Two threads were involved in the near-deadlock: T1 (which attempted to acquire a first lock) and T2 (which already held that first lock and was waiting for another lock still held by T1). To keep thread T1 going without a deadlock, your watchdog's lock acquisition method can arrange for T1 to bypass lock acquisition and to instead return control to the routine that attempted to acquire the lock. Prior to returning, your lock acquisition method can set a flag in the tracking structure for the thread T2 that currently holds that first lock. The flag will indicate that both threads are now serialized by a new lock, which your lock acquisition method can create before returning.
Once your watchdog's lock acquisition method has created the new lock, it can arrange for the current thread T1 to acquire it as a surrogate in lieu of the first lock before continuing. The lock acquisition method also can arrange for thread T2 to wait on the new surrogate lock. Thread T1 can then execute, as it would have without the deadlock, while thread T2 waits. When thread T1 attempts to release the lock, your method can intercept this attempt and instead arrange for thread T1 to release the surrogate lock.
Thread T2 can then run. The point will eventually come at which thread T2 was programmed to release the lock that was about to trigger the deadlock situation. Upon intercepting this release attempt, your watchdog's lock release method can arrange for thread T2 to release both that lock and the surrogate lock that was created at the point where the near-deadlock experience occurred.

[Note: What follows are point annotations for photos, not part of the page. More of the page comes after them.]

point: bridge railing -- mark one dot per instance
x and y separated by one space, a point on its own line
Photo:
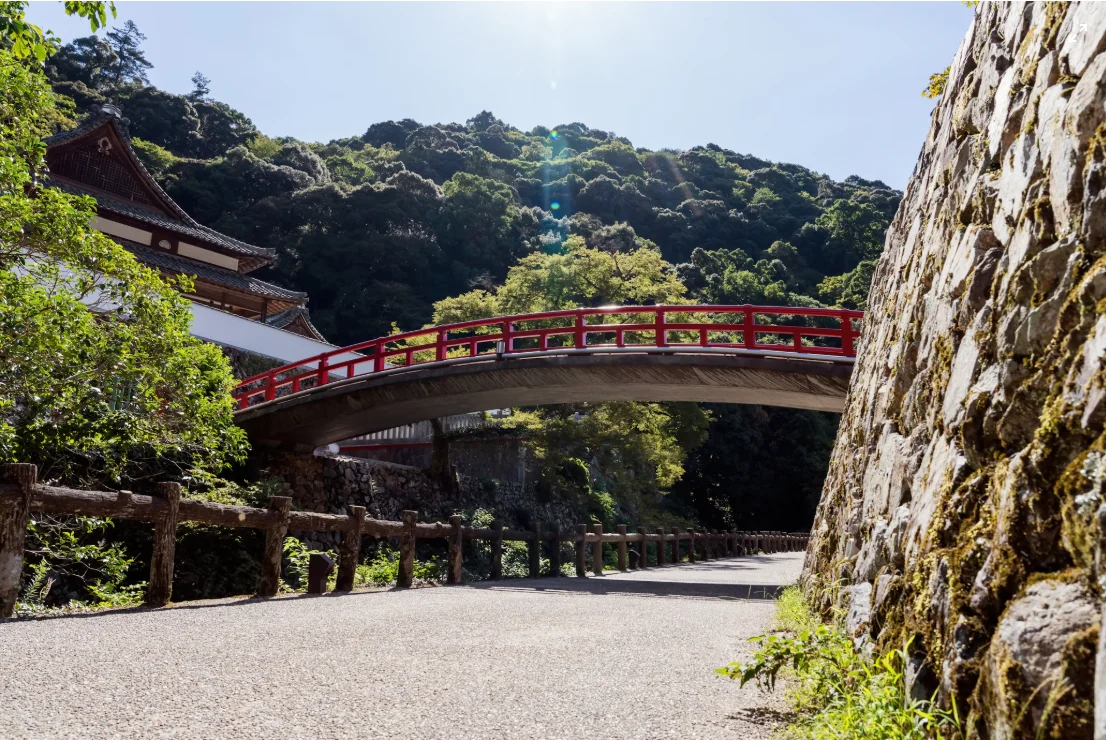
20 494
749 329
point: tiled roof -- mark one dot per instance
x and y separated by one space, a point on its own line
210 273
184 223
285 319
90 124
153 217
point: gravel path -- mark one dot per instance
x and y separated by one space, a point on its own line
623 656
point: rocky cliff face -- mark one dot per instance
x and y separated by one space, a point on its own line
959 514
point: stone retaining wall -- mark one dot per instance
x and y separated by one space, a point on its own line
385 489
969 469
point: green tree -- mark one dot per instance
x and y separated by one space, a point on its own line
126 43
29 41
856 229
613 457
102 376
201 87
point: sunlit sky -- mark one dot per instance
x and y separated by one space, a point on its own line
832 86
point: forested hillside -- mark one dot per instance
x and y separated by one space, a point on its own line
382 226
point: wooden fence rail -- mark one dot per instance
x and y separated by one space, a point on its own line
20 494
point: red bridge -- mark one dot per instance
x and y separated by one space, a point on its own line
771 355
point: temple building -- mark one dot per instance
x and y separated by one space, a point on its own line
230 308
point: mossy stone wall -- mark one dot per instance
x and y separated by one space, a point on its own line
960 511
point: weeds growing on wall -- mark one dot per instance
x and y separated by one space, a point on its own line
835 690
71 567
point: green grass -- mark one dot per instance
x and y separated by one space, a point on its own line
836 691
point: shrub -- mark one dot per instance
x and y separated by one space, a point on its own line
836 691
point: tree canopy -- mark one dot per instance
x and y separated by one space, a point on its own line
102 376
411 222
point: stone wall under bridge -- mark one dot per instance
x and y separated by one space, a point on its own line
327 485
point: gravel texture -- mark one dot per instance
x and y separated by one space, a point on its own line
623 656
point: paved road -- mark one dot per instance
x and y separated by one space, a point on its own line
623 656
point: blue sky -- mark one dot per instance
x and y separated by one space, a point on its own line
832 86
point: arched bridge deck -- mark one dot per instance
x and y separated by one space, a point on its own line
771 355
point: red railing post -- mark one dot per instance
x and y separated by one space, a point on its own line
440 354
270 386
749 334
846 335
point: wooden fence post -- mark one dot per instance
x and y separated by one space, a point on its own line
14 514
350 550
456 540
622 548
597 550
159 590
406 575
555 553
274 546
497 550
582 551
535 552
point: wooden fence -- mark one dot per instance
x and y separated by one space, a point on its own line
20 494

Once the surrogate lock is in play, other threads may have to use it to protect access to the same resources that the original lock was protecting. That is, to prevent race conditions involving threads other than those that were about to deadlock, the watchdog's methods can continue to substitute the surrogate lock in lieu of the original lock, for as long as any thread is holding that surrogate lock. In other words, any thread that attempts to acquire the original lock can instead acquire the surrogate lock, for thread safety. As soon as no thread holds the surrogate lock, your watchdog's methods can of course dispense with the surrogate lock. Your program can once again acquire the original lock as designed.
If you're sure that no other threads will acquire the locks involved in the deadlock situation, there's a simpler alternative that requires no surrogate lock. Because thread T2 is waiting on a lock held by thread T1, the threads are already serialized for purposes of the attempted lock acquisition that was about to cause a deadlock. Since the threads are serialized, your watchdog's methods can arrange thread-safe resource access without creating a new lock.
To do that, your watchdog's methods just have to ensure that the threads remain serialized as needed. In this simplified scenario, your program can both avoid the deadlock and set up the needed serialization like this: Bypass the lock acquisition by thread T1, allowing it to continue without actually acquiring the lock held by T2. When T1 makes the call that would have released that lock, bypass that call as well. If T1 attempts to release the lock that T2 is waiting for, bypass the release of that lock by T1, and instead perform it along with the release of the first lock, once T1 releases that lock. The idea is that at just one of the locks serializes the threads until the point where the program, as designed, would have released both locks. Again, this simplified approach should work safely only if other threads can't acquire the locks involved.